Here’s the thing no one tells you about balancing a job and your passion: it’s hard. Like, really hard. I had to learn how to prioritize (or at least pretend I could). I mean, who has time to paint, work, meal prep, stay fit, and maintain a social life? No one. (Especially not me—I can’t even keep a cactus alive.)
But in this wild, semi-chaotic juggling act, I stumbled upon a few nuggets of wisdom:
Having a day job doesn’t make you any less of an artist. (I repeat: having a day job doesn’t make you any less of an artist.) If anything, it gives you freedom to create without financial panic looming over your head.
Burnout is real and dangerous. If you’re in it, take a break. Even if it feels counterproductive. Because pushing through when you’re already drained will only leave you hating the thing you once loved.
It’s okay to paint just for fun. You don’t need to slap a price tag on everything you create. Sometimes it’s nice to paint just for the joy of it, no expectations attached.
Balance is a myth. Really. You’re always going to drop a ball (or five). Some weeks I’m painting non-stop, others I can barely look at a canvas. And that’s okay. The art will be there when you’re ready.
It’s all a journey. Cliché? Maybe. But I mean it. Creativity isn’t a straight line, and I’ve stopped pretending mine should be. Some days I’m an “artiste,” and some days I’m barely getting by—but aren’t we all?
Now, I find myself painting more often—not because I need to sell, but because I want to. It’s become this wonderful, freeing thing again. The kind of thing that makes me excited, makes me feel like a kid with a new box of crayons. And when the pressure isn’t there, it turns out I’m more productive. (Go figure.)

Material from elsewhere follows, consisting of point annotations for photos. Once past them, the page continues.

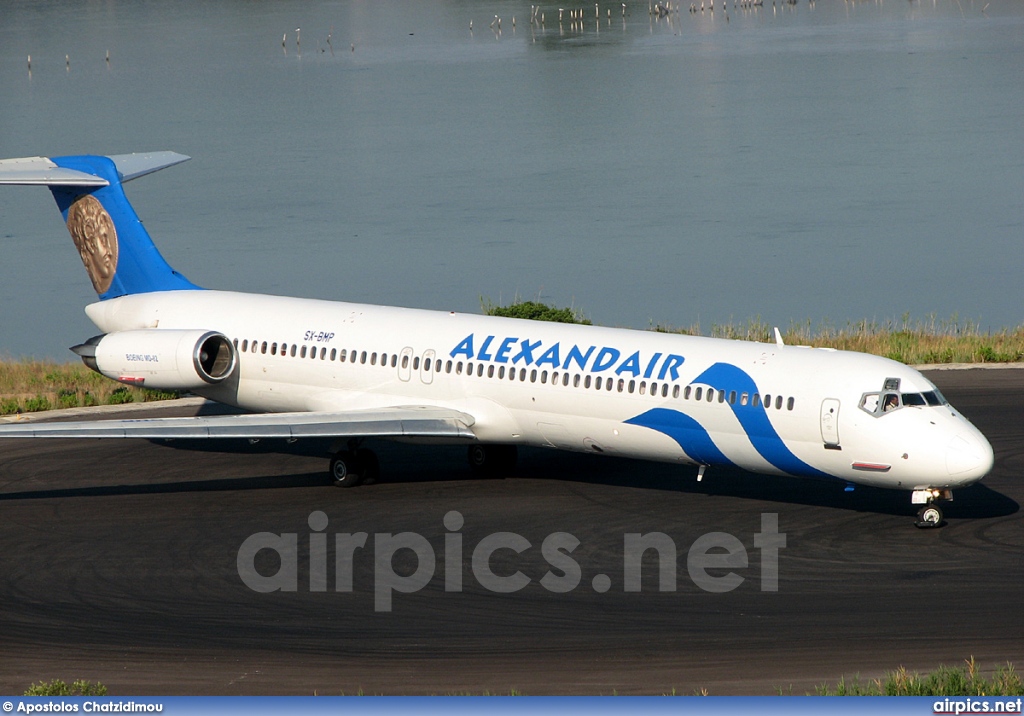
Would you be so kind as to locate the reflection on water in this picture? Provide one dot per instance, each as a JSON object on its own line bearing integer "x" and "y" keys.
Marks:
{"x": 833, "y": 160}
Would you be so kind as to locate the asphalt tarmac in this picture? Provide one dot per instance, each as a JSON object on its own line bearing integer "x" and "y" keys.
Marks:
{"x": 120, "y": 563}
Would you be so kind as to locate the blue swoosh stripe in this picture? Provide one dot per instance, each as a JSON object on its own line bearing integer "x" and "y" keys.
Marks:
{"x": 686, "y": 431}
{"x": 755, "y": 421}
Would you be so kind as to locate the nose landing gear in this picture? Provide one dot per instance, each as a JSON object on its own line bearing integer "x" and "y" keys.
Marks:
{"x": 930, "y": 515}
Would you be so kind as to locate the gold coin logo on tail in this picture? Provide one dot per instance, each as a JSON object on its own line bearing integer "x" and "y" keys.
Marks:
{"x": 92, "y": 230}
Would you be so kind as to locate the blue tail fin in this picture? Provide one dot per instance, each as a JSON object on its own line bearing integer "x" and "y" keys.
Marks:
{"x": 115, "y": 247}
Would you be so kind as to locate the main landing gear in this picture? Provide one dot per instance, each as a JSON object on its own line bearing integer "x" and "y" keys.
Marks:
{"x": 492, "y": 460}
{"x": 354, "y": 466}
{"x": 930, "y": 515}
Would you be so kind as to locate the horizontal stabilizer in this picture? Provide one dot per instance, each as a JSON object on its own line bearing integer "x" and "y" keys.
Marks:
{"x": 388, "y": 422}
{"x": 41, "y": 171}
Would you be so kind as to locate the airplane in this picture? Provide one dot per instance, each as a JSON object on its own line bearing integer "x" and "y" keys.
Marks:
{"x": 306, "y": 368}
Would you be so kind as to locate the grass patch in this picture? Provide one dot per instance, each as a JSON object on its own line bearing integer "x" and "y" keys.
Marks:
{"x": 30, "y": 386}
{"x": 944, "y": 681}
{"x": 56, "y": 687}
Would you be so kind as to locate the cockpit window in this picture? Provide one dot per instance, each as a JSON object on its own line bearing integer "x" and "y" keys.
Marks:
{"x": 913, "y": 398}
{"x": 889, "y": 399}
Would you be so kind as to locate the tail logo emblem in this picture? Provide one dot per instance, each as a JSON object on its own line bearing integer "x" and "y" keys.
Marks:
{"x": 92, "y": 230}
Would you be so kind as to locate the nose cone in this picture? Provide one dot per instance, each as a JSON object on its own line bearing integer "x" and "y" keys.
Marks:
{"x": 969, "y": 457}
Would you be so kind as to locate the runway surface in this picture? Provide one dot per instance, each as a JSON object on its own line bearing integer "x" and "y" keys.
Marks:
{"x": 119, "y": 563}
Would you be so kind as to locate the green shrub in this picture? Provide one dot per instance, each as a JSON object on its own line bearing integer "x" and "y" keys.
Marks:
{"x": 37, "y": 404}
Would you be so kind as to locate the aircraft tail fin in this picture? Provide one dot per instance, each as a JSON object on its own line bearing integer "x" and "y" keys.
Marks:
{"x": 118, "y": 253}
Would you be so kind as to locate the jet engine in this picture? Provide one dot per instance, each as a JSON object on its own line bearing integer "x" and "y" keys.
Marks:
{"x": 170, "y": 360}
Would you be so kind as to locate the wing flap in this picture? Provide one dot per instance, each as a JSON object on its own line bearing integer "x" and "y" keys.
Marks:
{"x": 412, "y": 421}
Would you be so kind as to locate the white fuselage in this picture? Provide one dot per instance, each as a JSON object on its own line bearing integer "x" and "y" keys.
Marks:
{"x": 537, "y": 383}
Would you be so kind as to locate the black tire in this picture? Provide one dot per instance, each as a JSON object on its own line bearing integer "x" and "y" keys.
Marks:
{"x": 929, "y": 516}
{"x": 492, "y": 460}
{"x": 344, "y": 470}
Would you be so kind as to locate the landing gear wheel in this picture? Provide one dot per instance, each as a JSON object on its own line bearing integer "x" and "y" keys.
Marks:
{"x": 492, "y": 460}
{"x": 929, "y": 516}
{"x": 344, "y": 469}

I still sell my art, but it’s not the center of my universe anymore. It’s just one part of me—a part I get to nurture, love, and occasionally ignore when life gets in the way.
So, here I am: balancing (or attempting to) a full-time job, a painting passion, and everything else life throws at me. Some days are a hot mess. Others are magical. But I’m learning to let go of the idea that I need to “have it all figured out.” Spoiler alert: I don’t. And that’s okay.
If you’re an artist—or just a human—who’s struggling to keep it all together, just know that it’s okay to take breaks, have meltdowns, and come back when you’re ready. The art (and life) will be there when you are ready.
And honestly, if all else fails… there’s always wine. Or tea. Or a very long nap.
Cheers to being slightly adventurous, a bit messy, and totally human.